On 6 October 2017, Saudi Re acquired 49.9% of the ordinary shares of Probitas Holdings (Bermuda) Limited (“PHBL”) for a total of USD 25 million (SR 94 million). Subsequently in June 2020 a further USD 985,840 (SR 3.7 million) was invested in PHBL. Saudi Re has accounted for this investment as an associate (equity accounted investee). The carrying value of the investment as at 31 December 2023 is SR 208.9 million. PHBL operates in insurance and reinsurance businesses including Lloyd’s market in London, United Kingdom. Probitas Group via its wholly owned subsidiary Probitas Corporate Capital Limited (PCCL) provides capital to Syndicate No. 1492 which is a syndicate at Lloyd’s of London specializing in property, construction and casualty (re)insurance solutions.
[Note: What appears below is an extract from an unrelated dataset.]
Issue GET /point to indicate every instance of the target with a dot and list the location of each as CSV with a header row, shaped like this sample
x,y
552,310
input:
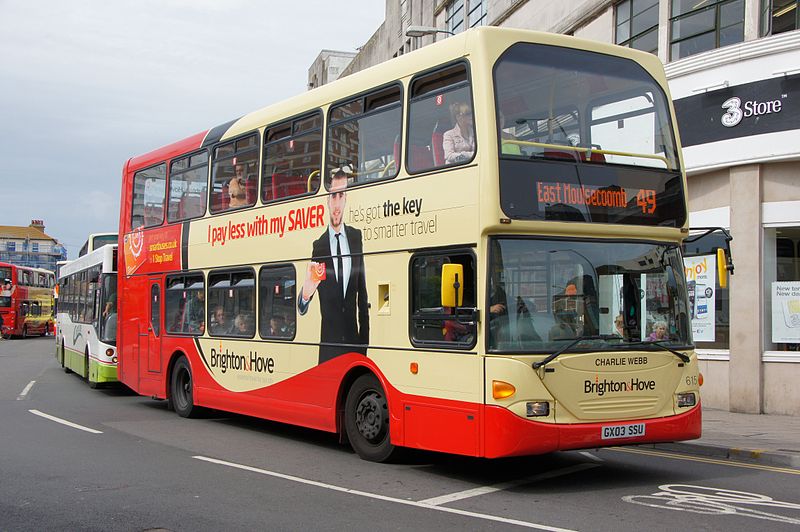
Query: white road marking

Probitas Managing Agency Ltd. which is a wholly owned subsidiary of Probitas Group manages the Syndicate 1492.
In addition to its investment in PHBL, Saudi Re also writes reinsurance contracts from PCCL, During the financial year these contracts had an estimated reinsurance revenue value of SR 127.9 million. Contribution of these contracts to the underwriting profitability of Saudi Re’s book is shown within the Segmental Information under the headings; Specialty in Business Segments and Other Territories in Geographical Segments.
Representing Saudi Re Mr Abdullatif Al-Fozan, Chairman and Mr Fahad Al-Hesni, Managing Director are holding Non-Executive Director positions of PHBL and its Subsidiaries (Probitas Group) Boards. By virtue of these Board memberships an indirect interest is present in the reinsurance contracts written by Saudi Re from PCCL. (As disclosed in the Related Party Transaction section on Governance page.
The following table summarizes the financial information of PHBL as included in its own Financial Statements. The table also reconciles the summarized financial information to the carrying amount of the Company’s interest in PHBL.
2023 (SR ’000) |
2022 (SR ’000) |
|
Percentage ownership interest (%) | 49.90 | 49.90 |
Total assets | 1,333,804 | 1,123,931 |
Total liabilities | 944,322 | 831,244 |
Net assets (100%) | 389,482 | 292,684 |
Company’s share of net assets (49.90%) | 194,351 | 146,049 |
Goodwill | 14,638 | 14,638 |
Transition to IFRS 17 | – | – |
Carrying amount of interest in associate | 208,990 | 160,687 |
Profit from continuing operations | 80,302 | 66,342 |
Other comprehensive income – Impact of foreign currency exchange | 10,096 | (16,550) |
Total comprehensive income (100%) | 90,398 | 49,792 |
Company’s share of profit | 40,071 | 33,105 |
Company’s share of Other comprehensive income – Impact of foreign currency exchange | 5,038 | -8,258 |
Company’s share of total comprehensive income (49.90%) | 45,109 | 24,846 |
On 4 March 2024 (corresponding to 23/08/1445H), Saudi Re announced signing a share purchase agreement for the sale of its entire stake in Probitas Holdings (Bermuda) Limited (PHBL). Saudi Re has signed a share purchase agreement with Aviva Insurance Limited for consideration of GBP 120 million, to be paid in cash, subject to final closing adjustments.